Question

Monica performed Part B of Experiment VOL and monitored the current every two minutes as instructed in Step 20. She noticed throughout the experiment the current displayed on the voltmeter drifted above and below the current she initially set, so every two minutes she adjusted the power supply to account for this "current drift." She uses the target current to calculate the moles of metals reduced or oxidized at the electrodes. Then determines the atomic masses of her assigned electrodes using the mass gained/lost at the electrodes and calculated moles of metal.

Answer 1

Monica is performing an experiment in Chemistry where she monitors and adjusts the current in an electrolytic cell. She uses the current to calculate moles of metals and determine atomic masses.

Step-by-step explanation:

Monica is conducting an experiment in Chemistry.

She is monitoring the current in an electrolytic cell every two minutes and adjusting the power supply to account for the current drift.

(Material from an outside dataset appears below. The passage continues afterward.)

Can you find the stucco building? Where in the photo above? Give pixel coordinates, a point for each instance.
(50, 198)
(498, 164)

She uses the target current to calculate the moles of metals reduced or oxidized at the electrodes and determines the atomic masses of her assigned electrodes based on the mass gained or lost at the electrodes and the calculated moles of metal.

Answer 2

The question asks about the calculation of atomic masses from mass changes at electrodes in an electrochemical cell by monitoring and adjusting the current, which entails converting current into moles of electrons and considering the stoichiometry of the metallic reduction or oxidation.

Step-by-step explanation:

The question revolves around an electrochemical experiment Monica is performing, which involves monitoring and adjusting the current in an electrolytic cell to determine the atomic masses of metals based on the mass change at the electrodes. To calculate the moles of metals reduced or oxidized, Monica uses the steady current that she maintained throughout the experiment. The electron transfer in such electrochemical processes is directly related to the current passed through the electrolyte, as described by Faraday's laws of electrolysis.

Moreover, conversion of current into moles of electrons is essential to relate the electrical charge passed to the chemical changes occurring at the electrodes. A fundamental principle here is that the number of moles of electrons is proportional to the total electrical charge that passes through the cell, calculated by multiplying the current (I) by the time (t) the current is applied. It's also noted that different metals require different amounts of electrons to be reduced or oxidized - for instance, while one mole of electrons reduces one mole of silver to its metallic state, it would only reduce half a mole of copper ions to copper metal.